What kind of campaign did he run?

For all his comic value, Ventura ran the kind of campaign that other so-called reformers only talk about. He raised cash by selling 6,000 T shirts at $22 a pop. Ventura didn't conduct a single poll or run up a penny of debt. His platform was mostly libertarian--lower taxes, less government--but he relished pointing out that he was the only candidate with a union card. (Never mind that it's for the Screen Actors Guild--not exactly the Teamsters.) He chose as his running mate Mae Schunk, a motherly grammar-school teacher for 36 years.

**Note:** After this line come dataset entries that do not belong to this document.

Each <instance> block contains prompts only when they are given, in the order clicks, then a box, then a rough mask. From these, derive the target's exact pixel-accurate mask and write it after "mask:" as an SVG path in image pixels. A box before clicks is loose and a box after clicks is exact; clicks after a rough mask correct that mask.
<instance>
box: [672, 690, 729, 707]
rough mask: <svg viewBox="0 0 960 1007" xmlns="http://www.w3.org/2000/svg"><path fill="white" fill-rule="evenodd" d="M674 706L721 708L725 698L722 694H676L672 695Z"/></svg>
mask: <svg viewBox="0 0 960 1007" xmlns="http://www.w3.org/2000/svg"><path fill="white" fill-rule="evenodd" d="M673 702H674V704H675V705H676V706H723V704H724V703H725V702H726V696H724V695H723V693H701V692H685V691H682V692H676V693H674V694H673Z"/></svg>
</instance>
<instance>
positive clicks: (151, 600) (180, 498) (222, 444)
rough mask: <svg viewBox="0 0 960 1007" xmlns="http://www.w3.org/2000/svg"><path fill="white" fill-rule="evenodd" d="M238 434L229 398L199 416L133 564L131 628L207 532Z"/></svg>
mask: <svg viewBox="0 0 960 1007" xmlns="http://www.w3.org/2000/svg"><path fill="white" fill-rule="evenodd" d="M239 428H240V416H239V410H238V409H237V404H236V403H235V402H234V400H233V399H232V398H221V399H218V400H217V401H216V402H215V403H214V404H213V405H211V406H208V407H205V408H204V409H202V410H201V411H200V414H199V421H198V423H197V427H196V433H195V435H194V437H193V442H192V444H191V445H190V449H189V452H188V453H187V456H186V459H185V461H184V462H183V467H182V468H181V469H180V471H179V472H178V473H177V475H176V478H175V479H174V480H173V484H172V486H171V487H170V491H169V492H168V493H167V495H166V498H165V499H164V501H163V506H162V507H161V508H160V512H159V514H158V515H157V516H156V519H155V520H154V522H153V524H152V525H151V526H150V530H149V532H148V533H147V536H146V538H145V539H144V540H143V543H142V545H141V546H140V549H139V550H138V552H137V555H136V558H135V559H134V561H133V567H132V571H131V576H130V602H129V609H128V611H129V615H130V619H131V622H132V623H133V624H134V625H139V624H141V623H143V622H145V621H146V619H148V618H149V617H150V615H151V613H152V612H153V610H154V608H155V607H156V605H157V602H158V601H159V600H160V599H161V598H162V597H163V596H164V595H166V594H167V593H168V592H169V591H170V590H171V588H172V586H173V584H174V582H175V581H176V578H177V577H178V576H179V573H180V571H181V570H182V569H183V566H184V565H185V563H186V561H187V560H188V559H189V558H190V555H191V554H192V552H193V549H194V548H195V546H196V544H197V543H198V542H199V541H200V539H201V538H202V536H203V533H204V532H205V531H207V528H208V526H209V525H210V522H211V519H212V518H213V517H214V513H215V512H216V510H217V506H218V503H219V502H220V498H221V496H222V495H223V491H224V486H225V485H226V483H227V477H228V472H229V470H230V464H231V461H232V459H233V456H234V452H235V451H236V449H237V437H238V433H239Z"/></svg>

College students told Ventura they were voting for him because he was "cool." It was the ultimate compliment. "I am cool," he says. "Mentally, I'm still 21 or 22 in a lot of ways." His one concession to slick campaigning: TV ads. They aired in the campaign's final weeks and tried to show just how cool he was. One, featuring music from "Shaft," showed children playing with a Jesse Ventura action figure, who does battle with "Evil Special Interest Man." The doll, which will soon be a household item in Minnesota, was patched together with the body of Batman and the head of World War II Gen. Omar Bradley. (Yes, Omar Bradley has a doll.) The campaign went to dozens of banks before it found one that would lend Ventura the money for the air time.